DIPLOMAT TERPERCAYA, BANJARMASIN – Meningkatnya angka anak tidak sekolah dan putus sekolah di Kota Banjarmasin menjadi perhatian serius Pemerintah Kota (Pemko) Banjarmasin. Menanggapi hal ini, Dinas Pendidikan (Disdik) Kota Banjarmasin menggelar kegiatan Sosialisasi Penanganan Anak Tidak Sekolah/Putus Sekolah di Ballroom Hotel HBI, Senin (5/5/2025).

Wali Kota Banjarmasin, Muhammad Yamin HR, saat membuka acara menegaskan bahwa permasalahan ini bukan sekadar urusan teknis pendidikan, melainkan menyangkut masa depan generasi muda. “Ini menjadi atensi kita bersama,” tegasnya di hadapan peserta yang terdiri dari berbagai elemen masyarakat dan pemangku kepentingan.

Data yang dipaparkan Plt Kepala Disdik Banjarmasin, Ryan Utama, menunjukkan tren peningkatan angka anak putus sekolah. “Data tahun 2024 tercatat lebih dari 7 ribu anak tidak melanjutkan pendidikan di semua jenjang. Angka ini naik dari sekitar 6 ribuan pada tahun 2023,” ujarnya.

Namun demikian, data dari Badan Penjaminan Mutu Pendidikan (BPMP) Kalimantan Selatan menunjukkan angka berbeda, yakni sekitar 3 ribu anak. Disdik pun melakukan verifikasi ulang dan hingga kini telah memvalidasi sekitar 1.900 anak yang benar-benar putus sekolah.
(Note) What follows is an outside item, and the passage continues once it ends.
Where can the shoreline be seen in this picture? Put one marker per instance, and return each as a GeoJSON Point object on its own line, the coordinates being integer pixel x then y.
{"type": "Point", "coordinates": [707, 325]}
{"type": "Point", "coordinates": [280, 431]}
Menariknya, jenjang Pendidikan Anak Usia Dini (PAUD) menjadi penyumbang terbanyak dalam data tahun 2024. “Kami masih menelusuri penyebab pastinya, namun faktor ekonomi, tuntutan pekerjaan, hingga kesadaran orang tua menjadi dugaan awal,” jelas Ryan.

Untuk menangani hal ini, Pemko Banjarmasin mengupayakan berbagai solusi, seperti pendidikan kesetaraan dan program prioritas Yamin-Ananda, termasuk penyediaan seragam serta perlengkapan sekolah gratis bagi anak dari keluarga tidak mampu.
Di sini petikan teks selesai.